Diminishing Rate-Limiting Elements
Much of the current discussion on the benefits of platforms centers disproportionately on hope that the regulatory process will be streamlined, but there is no plan for such a streamlining at this time. However, even without any new, special regulatory considerations being given to platform-based vaccines, the speed of the general platform-based approach—even if restricted to the pre-investigational new drug (pre-IND) phase—will likely have a significant, measurable impact on vaccine availability.
Lowering the Risk
Because a platform vaccine technology can be leveraged for multiple uses—both for emerging as well as routine infectious diseases—a platform can be a means of achieving economies of scale and lowering the risk of ventures in emerging infectious diseases. Platform vaccine technologies are a sustainable pluripotent infrastructure that can be applied to emerging infectious disease vaccines with minimal added financial risk, thereby diminishing costs of vaccine development.
Recommendations
Whether a vaccine is designated “platform-based” should not be a factor in the speed with which it is developed.
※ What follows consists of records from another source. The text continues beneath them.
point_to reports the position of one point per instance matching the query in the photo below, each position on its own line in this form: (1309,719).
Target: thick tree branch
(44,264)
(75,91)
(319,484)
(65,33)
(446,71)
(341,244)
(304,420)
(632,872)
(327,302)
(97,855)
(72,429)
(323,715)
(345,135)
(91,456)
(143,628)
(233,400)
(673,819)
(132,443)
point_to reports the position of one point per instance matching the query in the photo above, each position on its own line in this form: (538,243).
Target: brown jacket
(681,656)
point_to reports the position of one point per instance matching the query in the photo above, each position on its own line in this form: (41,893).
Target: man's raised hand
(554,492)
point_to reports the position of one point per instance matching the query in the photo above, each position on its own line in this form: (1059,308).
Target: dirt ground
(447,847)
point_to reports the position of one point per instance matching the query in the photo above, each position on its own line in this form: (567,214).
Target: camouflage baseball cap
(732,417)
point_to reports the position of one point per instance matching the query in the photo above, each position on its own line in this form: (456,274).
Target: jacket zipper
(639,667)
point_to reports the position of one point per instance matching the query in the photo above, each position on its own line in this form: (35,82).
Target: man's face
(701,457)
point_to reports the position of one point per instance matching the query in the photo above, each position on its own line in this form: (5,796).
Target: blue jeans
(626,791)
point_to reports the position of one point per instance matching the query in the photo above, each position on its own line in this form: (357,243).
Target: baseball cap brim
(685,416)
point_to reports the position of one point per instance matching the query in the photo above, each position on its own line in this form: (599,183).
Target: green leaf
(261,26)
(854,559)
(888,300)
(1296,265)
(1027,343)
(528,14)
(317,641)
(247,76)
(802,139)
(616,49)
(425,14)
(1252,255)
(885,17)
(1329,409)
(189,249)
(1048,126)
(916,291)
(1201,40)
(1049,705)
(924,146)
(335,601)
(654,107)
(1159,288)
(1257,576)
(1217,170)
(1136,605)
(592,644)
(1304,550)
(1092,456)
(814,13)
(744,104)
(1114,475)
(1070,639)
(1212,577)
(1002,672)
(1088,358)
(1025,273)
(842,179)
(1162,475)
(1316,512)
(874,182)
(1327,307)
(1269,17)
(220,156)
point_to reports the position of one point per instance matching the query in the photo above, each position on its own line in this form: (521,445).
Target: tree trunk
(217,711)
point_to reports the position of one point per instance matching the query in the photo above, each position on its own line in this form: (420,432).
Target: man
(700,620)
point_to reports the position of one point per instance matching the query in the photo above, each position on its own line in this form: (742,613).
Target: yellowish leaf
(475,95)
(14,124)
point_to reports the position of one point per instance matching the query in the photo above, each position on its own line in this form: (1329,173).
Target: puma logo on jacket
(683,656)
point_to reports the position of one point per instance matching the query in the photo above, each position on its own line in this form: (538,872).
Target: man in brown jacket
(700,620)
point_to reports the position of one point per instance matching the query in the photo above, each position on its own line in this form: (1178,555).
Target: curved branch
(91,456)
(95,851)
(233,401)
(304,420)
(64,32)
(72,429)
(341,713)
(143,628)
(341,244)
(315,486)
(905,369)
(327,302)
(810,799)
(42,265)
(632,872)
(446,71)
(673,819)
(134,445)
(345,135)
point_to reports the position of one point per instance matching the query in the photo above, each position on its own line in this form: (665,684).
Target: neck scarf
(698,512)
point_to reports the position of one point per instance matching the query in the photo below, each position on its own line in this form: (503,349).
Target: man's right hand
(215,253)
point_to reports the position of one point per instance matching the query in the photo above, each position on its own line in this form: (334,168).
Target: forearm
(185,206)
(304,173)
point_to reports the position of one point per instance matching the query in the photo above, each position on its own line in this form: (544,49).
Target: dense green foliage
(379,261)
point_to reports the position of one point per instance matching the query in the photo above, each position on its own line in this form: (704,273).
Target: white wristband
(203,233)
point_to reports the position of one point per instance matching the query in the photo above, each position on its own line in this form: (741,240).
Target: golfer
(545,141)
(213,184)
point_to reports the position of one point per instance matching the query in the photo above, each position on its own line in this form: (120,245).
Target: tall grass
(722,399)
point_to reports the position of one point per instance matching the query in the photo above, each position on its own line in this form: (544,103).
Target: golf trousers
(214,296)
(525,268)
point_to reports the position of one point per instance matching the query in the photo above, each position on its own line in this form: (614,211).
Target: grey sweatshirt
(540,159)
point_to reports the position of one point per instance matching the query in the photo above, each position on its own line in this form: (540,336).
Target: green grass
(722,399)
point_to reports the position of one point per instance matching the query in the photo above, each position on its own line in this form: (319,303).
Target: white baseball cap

Increasing the availability of vaccines (platform- and non-platform-based) should be the overarching policy goal. Because of the enhanced awareness, value, and funding opportunities related to the ability to describe a vaccine as platform based, companies may divert resources to making the case that their vaccine meets the criteria to be called a platform. By conceptualizing platforms as falling on a spectrum, and recognizing that more than one variety of platform technology exists, this type of strategic positioning may be minimized.
The anticipated development speed of platform-based vaccines should not assume that regulatory streamlining will occur. The rapidity of development using platforms may largely be the result of the relative ease in reaching pre-investigational new drug (pre-IND) stages of development and may be very consequential, even with standard regulatory timelines post-IND.
The traditional approach to vaccine R&D should not be entirely supplanted by platform approaches. While platform-based approaches might be the future of vaccine development for many targets, there are infectious disease targets that currently exist or will likely emerge for which a traditional vaccinology approach might be most likely to succeed.
An mRNA-based vaccine platform technique appears particularly promising in terms of ease of manufacture, adaptability to various targets, and biological delivery.
Platform vaccine technologies, like all other emerging infectious disease medical countermeasures, require special considerations, given market conditions. Despite the economies of scale achievable via platform-based approaches, emerging infectious diseases, by their very nature, will never represent a major market with large financial rewards and minimal opportunity costs. Dedicated programs by governments, nongovernment organizations, and philanthropies will likely play major roles for the foreseeable future in the development, uptake, and use of vaccine platform technologies.